W. Kent Fuchs, the Joseph Silbert Dean of Engineering at Cornell since 2002, will be the university's next provost, President David Skorton announced today. Fuchs will assume the office Jan. 1, 2009.
Skorton made the announcement in his State of the University address at the annual meeting of the Cornell Board of Trustees and Cornell University Council in Statler Auditorium. "Kent brings to this post great knowledge of Cornell, strong leadership abilities and a clear vision of the future," he said.
In a prepared statement, Skorton said: "I am delighted that Kent Fuchs has accepted the challenge of being Cornell's next provost. He is a strong and respected administrator who has led the Engineering College with foresight, vitality and innovation -- attributes he will bring to his new appointment. I look forward to benefiting from his leadership and insight as Cornell's academic enterprise moves into an even brighter future."
Fuchs said: "I look forward to serving Cornell's faculty, students and staff, and working to fulfill President Skorton's vision for our campus. We are blessed with wonderful leadership across the university, and I will devote all my energy and time to helping those leaders enhance Cornell's stature, scholarship and teaching. The next few years are strategically important, and it is therefore a particular honor to be asked at this time to help guide the academic mission of our beloved Cornell."
As Cornell's 15th provost, Fuchs will succeed Carolyn (Biddy) Martin, who held the position for eight years -- the longest term for any provost in Cornell history -- before accepting the chancellorship of the University of Wisconsin-Madison in May.
In his State of the University address, Skorton praised Martin for her "distinguished leadership." He also thanked Deputy Provost David Harris "for serving so effectively as interim provost during the past several months." Harris will resume his deputy provost position Dec. 31.
At Fuchs' reappointment to a second term as engineering dean in 2006, Martin praised him for "strong and effective leadership"; calling him "a spectacular administrator [who] has made significant contributions to the quality and vitality of the college."
Under Fuchs' guidance, the College of Engineering initiated a collaborative strategic planning process to place the college in a position of international leadership. The plan led to the formation of a new Department of Biomedical Engineering, a revision of the undergraduate curriculum with new undergraduate majors in environmental engineering and -- in concert with the Faculty of Computing and Information Science -- in information science, systems and technology, and new graduate programs in engineering management and systems engineering. It also led to the creation of a teaching excellence institute and the completion of a comprehensive facilities master plan. Under Fuchs' deanship, the college also established a financial engineering master's program in Manhattan, a co-terminal degree program in France, and research and educational partnerships in China, India and Europe.
Fuchs earned a B.S. in engineering at Duke University in 1977, a master of science degree at the University of Illinois in 1982, a master of divinity degree at Trinity Evangelical Divinity School in 1984 and a Ph.D. in electrical engineering at the University of Illinois in 1985.
Before coming to Cornell in 2002, he had been head of the School of Electrical and Computer Engineering and a Distinguished Professor at Purdue University since 1996. From 1985 to 1996, he was a professor at the University of Illinois in the Coordinated Science Laboratory and the Department of Electrical and Computer Engineering.
An expert in dependable computing and failure diagnosis, Fuchs is a fellow of the Institute of Electrical and Electronics Engineers and of the Association for Computing Machinery.

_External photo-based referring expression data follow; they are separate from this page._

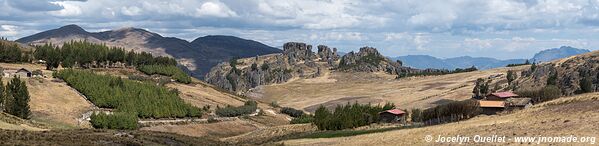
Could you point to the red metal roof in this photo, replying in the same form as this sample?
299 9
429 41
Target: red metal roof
504 94
395 111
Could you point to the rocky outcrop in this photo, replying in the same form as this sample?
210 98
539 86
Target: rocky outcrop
567 74
368 59
328 55
297 60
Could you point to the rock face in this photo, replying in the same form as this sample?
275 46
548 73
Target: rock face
568 74
198 56
297 60
368 59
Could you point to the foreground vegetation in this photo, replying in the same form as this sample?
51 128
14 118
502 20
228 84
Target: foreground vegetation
14 98
166 70
88 55
144 100
348 116
430 72
248 107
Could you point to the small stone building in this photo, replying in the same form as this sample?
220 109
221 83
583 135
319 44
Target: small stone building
392 116
23 73
489 107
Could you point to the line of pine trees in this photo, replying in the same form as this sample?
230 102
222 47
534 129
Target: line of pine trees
450 112
12 53
431 72
85 54
143 99
348 116
166 70
14 98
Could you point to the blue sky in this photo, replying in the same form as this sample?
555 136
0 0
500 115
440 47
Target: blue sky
502 29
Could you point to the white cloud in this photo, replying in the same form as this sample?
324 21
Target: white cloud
9 30
69 9
215 9
131 11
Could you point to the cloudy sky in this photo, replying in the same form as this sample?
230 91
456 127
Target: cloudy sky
502 29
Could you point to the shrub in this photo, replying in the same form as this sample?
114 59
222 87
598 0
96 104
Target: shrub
145 99
166 70
230 111
453 111
302 119
292 112
546 93
346 116
114 121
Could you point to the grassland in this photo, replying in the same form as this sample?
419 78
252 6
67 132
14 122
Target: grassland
575 115
339 88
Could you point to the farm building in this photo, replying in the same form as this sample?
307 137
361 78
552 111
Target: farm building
518 103
23 73
392 116
489 107
501 96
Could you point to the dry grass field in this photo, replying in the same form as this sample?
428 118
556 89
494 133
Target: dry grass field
51 101
339 88
577 115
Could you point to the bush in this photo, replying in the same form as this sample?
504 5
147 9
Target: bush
546 93
248 108
292 112
170 70
114 121
346 116
302 119
453 111
145 99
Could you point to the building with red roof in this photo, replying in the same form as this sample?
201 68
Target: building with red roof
392 116
501 96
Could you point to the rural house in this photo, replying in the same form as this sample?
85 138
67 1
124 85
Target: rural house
23 73
501 96
392 116
489 107
518 103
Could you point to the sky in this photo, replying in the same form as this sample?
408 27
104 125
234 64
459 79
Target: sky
503 29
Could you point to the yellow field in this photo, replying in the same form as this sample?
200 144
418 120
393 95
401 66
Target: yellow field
339 88
577 115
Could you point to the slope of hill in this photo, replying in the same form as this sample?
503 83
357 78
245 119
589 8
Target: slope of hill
575 116
426 61
197 57
557 53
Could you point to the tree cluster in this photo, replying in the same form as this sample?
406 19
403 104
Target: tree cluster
481 88
348 116
292 112
453 111
143 99
12 53
546 93
230 111
166 70
85 54
433 72
519 64
123 121
14 98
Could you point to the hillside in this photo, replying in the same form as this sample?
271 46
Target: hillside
557 53
426 61
569 115
197 56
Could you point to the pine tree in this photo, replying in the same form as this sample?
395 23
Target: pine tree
2 94
19 103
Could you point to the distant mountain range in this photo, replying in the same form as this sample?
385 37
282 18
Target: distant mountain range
426 61
557 53
197 56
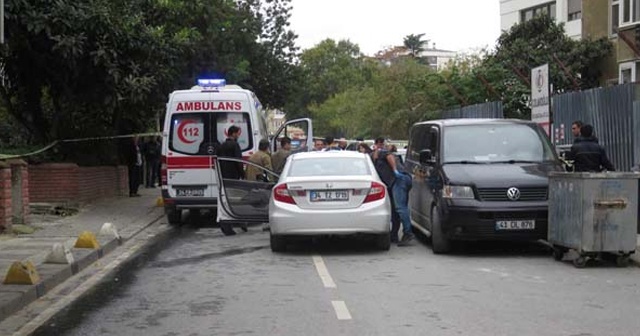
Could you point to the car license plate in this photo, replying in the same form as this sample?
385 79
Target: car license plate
516 225
329 195
190 192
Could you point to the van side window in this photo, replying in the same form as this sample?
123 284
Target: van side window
421 138
433 140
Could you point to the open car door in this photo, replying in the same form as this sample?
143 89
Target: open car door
243 201
300 131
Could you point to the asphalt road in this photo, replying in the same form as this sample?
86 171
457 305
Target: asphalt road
202 283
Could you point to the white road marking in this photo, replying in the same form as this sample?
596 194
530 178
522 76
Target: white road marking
341 310
323 272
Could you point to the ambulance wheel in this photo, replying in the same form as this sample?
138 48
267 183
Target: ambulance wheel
174 216
558 253
580 262
622 260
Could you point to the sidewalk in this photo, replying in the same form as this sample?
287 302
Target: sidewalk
129 215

His research includes computer-aided design tools for testing and failure analysis in integrated circuits and dependable mobile computing.

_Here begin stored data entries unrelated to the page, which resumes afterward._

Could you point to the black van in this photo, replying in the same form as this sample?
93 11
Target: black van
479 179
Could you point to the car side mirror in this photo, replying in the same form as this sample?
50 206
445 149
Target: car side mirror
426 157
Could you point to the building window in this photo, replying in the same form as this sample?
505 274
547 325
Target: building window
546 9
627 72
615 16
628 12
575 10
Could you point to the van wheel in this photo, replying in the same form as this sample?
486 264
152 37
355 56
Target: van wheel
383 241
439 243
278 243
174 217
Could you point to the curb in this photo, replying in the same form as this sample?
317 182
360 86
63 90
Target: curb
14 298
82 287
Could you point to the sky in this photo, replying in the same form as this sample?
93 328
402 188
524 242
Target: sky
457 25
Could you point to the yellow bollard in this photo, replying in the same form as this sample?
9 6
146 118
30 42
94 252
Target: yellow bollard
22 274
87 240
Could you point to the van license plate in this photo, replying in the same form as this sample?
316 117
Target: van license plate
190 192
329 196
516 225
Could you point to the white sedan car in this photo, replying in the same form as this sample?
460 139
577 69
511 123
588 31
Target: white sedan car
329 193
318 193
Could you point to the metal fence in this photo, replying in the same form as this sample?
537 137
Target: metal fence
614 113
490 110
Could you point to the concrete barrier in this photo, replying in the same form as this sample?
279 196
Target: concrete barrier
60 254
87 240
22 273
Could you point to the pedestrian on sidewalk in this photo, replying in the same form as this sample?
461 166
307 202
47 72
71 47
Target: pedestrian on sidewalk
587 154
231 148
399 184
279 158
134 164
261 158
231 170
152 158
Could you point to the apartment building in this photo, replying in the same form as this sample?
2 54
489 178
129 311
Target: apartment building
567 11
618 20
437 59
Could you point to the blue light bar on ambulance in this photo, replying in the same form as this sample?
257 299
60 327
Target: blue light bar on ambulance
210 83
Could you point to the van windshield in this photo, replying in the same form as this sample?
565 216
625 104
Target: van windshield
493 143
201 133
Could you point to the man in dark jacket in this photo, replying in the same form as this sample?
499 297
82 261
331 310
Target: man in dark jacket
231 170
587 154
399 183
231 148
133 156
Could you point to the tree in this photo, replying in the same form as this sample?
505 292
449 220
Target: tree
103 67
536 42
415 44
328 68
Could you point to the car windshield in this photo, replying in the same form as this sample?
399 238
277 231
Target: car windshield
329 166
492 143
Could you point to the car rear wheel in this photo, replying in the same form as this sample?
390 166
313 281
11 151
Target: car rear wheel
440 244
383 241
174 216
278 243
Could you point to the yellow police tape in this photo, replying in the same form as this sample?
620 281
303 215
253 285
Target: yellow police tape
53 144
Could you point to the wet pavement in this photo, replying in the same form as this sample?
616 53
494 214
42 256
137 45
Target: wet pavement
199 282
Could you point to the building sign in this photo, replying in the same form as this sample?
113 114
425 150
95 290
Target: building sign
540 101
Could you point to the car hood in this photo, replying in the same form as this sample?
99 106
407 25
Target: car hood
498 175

Fuchs is a member of the executive board and a director of the American Society for Engineering Education's Engineering Deans Council and chair of the national Public Policy Committee. Fuchs was among the first faculty members to be appointed a University Scholar at the University of Illinois, where he also received the Senior Faculty Award for Excellence in Research. He was included in the "Incomplete List of Teachers Ranked as Excellent by Their Students" and named to the "Engineering College Advisers List," composed of the top 10 percent of the faculty selected as excellent undergraduate advisers by their students -- both also at the University of Illinois.
The provost is the university's chief academic officer and chief operations officer, and the president's first deputy officer. Duties include strategic planning and budgeting, tenure and promotion, academic and research initiatives, and academic oversight of the Ithaca campus.